Un singolare progetto dal titolo “Anziani e territorio”, approvato e sostenuto dalla Regione Veneto, ha coinvolto nel 2006/2007 i comuni di Breganze, Marostica, Malo e Lonigo, ed è guidato dalla fondazione vicentina “Ines e Domenico Dal Ferro”, con la collaborazione dell’associazione “Cultura e vita” di Marostica. La Fondazione, responsabile scientifica del progetto, è nata dieci anni fa a Vicenza in sostegno delle ricerche e della loro divulgazione del Rezzara e dell’Università adulti/anziani, ed è intitolata a due personalità di Mason Vicentino, meritevoli per lo sviluppo culturale e sociale della zona. In questi anni la fondazione ha il merito di sostenere numerose pubblicazioni delle ricerche del Rezzara.
Il progetto “Anziani e territorio” ha riunito in ognuno dei Comuni indicati testimoni del passato, allo scopo di elaborare con loro una pubblicazione sui mestieri e sugli attrezzi usati un tempo, che oggi stanno scomparendo. Il carattere peculiare della ricerca è di presentare con i mestieri anche il contesto della vita di allora, carica di sofferenze e di attese, di impegno e di valori. Il lavoro, che ha occupato anziani dei vari Comuni, ha come primo riferimento i musei antropologici presenti nel Vicentino, che saranno visitati, studiati e commentati dai partecipanti.

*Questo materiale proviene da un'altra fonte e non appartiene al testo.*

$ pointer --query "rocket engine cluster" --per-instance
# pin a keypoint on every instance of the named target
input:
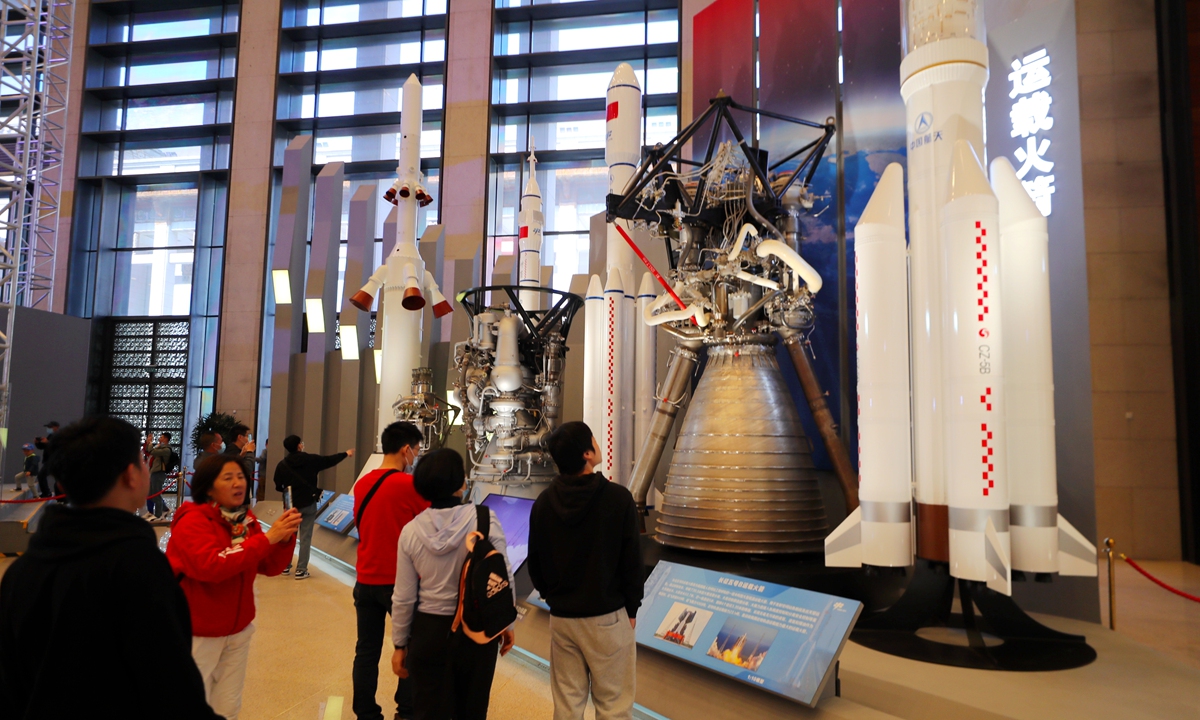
(977, 289)
(742, 478)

A Breganze punto di riferimento è il museo del “maglio”, a Marostica quello della “paglia” e quello della “ceramica” di Nove, a Malo quelli del “laterizio”, a Lonigo quello della “civiltà agricola” di Grancona e quello di Collaredo di Sossano. In questo modo i partecipanti al progetto possono non solo raccogliere i dati per la pubblicazione programmata, ma anche abilitarsi a condurre le scolaresche nella visita di tali musei, raccontando la civiltà sottesa agli oggetti esposti. Il contributo del progetto quindi, è finalizzato alla trasmissione culturale, non come riproposta di modelli di vita oggi superati, ma come recupero dei valori profondi, che permeavano tali modelli e che dovrebbero ancor oggi permeare la società per una continuità di civiltà.
Il progetto si è concluso con una pubblicazione e la visita dei musei con le scolaresche. Ciceroni d'eccezione gli autori delle monografie.